What did you test after connecting? You should probably look at some basic postgresql tutorial to check the database state. For example the command \d+ inside psql should give you the name of tables defined in your database and SELECT COUNT(*) FROM XXX; where XXX is a table name should tell if you really have data inside.

I don’t know if the replication step is required to have data in your database or just for synchronisation, you’ll have to find someone who knows the VM setup

For stuff like that you can also ask the MetaBrainz channel on IRC where musicbrainz developers hang,

alastairp · June 20, 2017, 3:01pm

Postgres has multiple schemas, which are logical separations of tables inside a database. Musicbrainz is in a schema called musicbrainz - perhaps this isn’t automatically set when you log in to postgres.
Try and run this in your psql shell before running a command:

set search_path='musicbrainz';

alastairp · June 20, 2017, 3:09pm

Just to confirm, I think you have the following setup:

[mac] -> [virtualbox] -> [musicbrainz vm]

The fact that you get an error message from postgres (“FATAL: password authentication failed”) is good, but I have a funny feeling that you are also running postgres on your mac.
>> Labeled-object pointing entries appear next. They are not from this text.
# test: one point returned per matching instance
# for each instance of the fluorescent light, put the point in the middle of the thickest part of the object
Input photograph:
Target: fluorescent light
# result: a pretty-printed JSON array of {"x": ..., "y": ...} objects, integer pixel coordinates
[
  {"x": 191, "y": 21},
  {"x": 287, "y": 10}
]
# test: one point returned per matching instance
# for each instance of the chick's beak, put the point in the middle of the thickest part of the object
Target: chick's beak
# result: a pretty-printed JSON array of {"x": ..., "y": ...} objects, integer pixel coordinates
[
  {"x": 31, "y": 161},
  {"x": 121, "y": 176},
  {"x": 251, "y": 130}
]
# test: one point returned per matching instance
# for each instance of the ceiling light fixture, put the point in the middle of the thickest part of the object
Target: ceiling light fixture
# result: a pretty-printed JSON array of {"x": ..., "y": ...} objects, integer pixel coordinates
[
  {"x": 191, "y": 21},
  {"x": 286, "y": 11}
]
Is this the case? If so, you’re trying to connect to it from PSequel (port 5432) and it’s not working, because this is not the musicbrainz database!
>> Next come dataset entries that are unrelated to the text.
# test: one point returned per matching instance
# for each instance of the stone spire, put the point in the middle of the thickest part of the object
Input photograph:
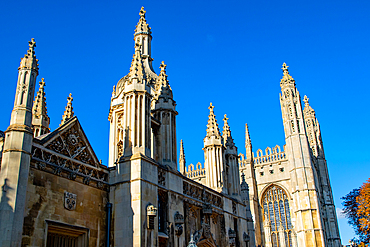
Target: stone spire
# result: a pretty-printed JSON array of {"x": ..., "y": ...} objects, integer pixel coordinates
[
  {"x": 142, "y": 27},
  {"x": 212, "y": 126},
  {"x": 40, "y": 118},
  {"x": 68, "y": 113},
  {"x": 39, "y": 105},
  {"x": 214, "y": 165},
  {"x": 16, "y": 157},
  {"x": 164, "y": 88},
  {"x": 163, "y": 75},
  {"x": 137, "y": 69},
  {"x": 182, "y": 160},
  {"x": 248, "y": 143},
  {"x": 144, "y": 38},
  {"x": 308, "y": 111},
  {"x": 226, "y": 133},
  {"x": 29, "y": 60},
  {"x": 244, "y": 187},
  {"x": 287, "y": 80}
]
In order to connect to the musicbrainz vm database you need to do the following:

Make sure that virtualbox has port forwarding: Go to machine settings in virtualbox → Network → Adapter 1 → Advanced → Port forwarding. Make sure there is a line tcp15432 / TCP / / 15432 / / 5432"
Make sure you have this patch applied: Use fig ? · Issue #1 · metabrainz/musicbrainz-docker · GitHub (this should be merged by the next time we release an up-to-date vm)
On your mac, connect to Host: localhost, Port 15432. This will go from the mac to virtualbox, then into docker, then to the postgres database.

With the patch from 2. applied you should also be able to connect inside an ssh connection (inside the virtualbox vm) to host localhost, port 5432, instead of having to use 172.17.0.4.
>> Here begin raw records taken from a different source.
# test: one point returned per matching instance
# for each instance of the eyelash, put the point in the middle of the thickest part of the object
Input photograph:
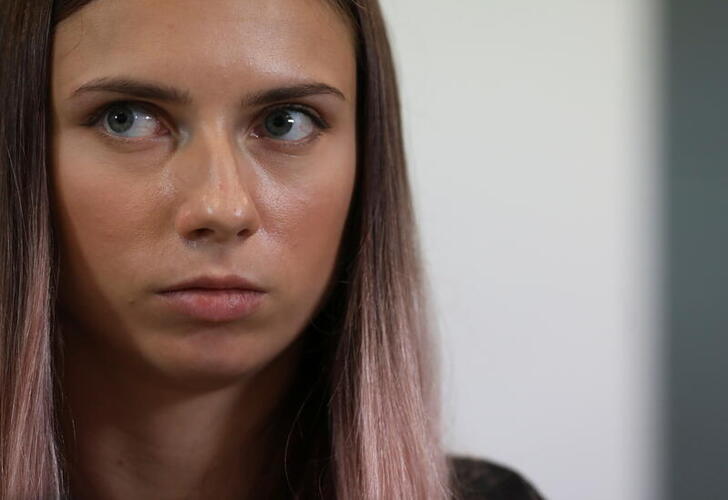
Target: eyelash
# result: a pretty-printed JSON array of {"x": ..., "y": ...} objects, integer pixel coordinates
[{"x": 94, "y": 119}]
ruben_sav · June 20, 2017, 3:55pm

Thanks for the quick responses!

Indeed to both.

I’m going to need to study a bit tomorrow to find out how to accomplish step 2. For now I did try steps 1. and 3. because I thought that might work. Port forwarding seems correct and for now I just kept the IP instead of localhost, but it didn’t work (error is still “timeout expired”, I guess step 2. is necessary either way?).

Here’s some screenshots of port forwarding rules and PSequel connection:

I didn’t really know what to check and only looked at \l and tried to verify the search path, which seems correct.

I did find this link to the SQL scripts that create the schema on the page explaining the schema: musicbrainz-server/admin/sql at master · metabrainz/musicbrainz-server · GitHub

Do I need to find a way to run these scripts first? I thought the vm was all ready to do queries, so I assumed I didn’t need to do it anymore, but I’m starting to feel I was wrong about that?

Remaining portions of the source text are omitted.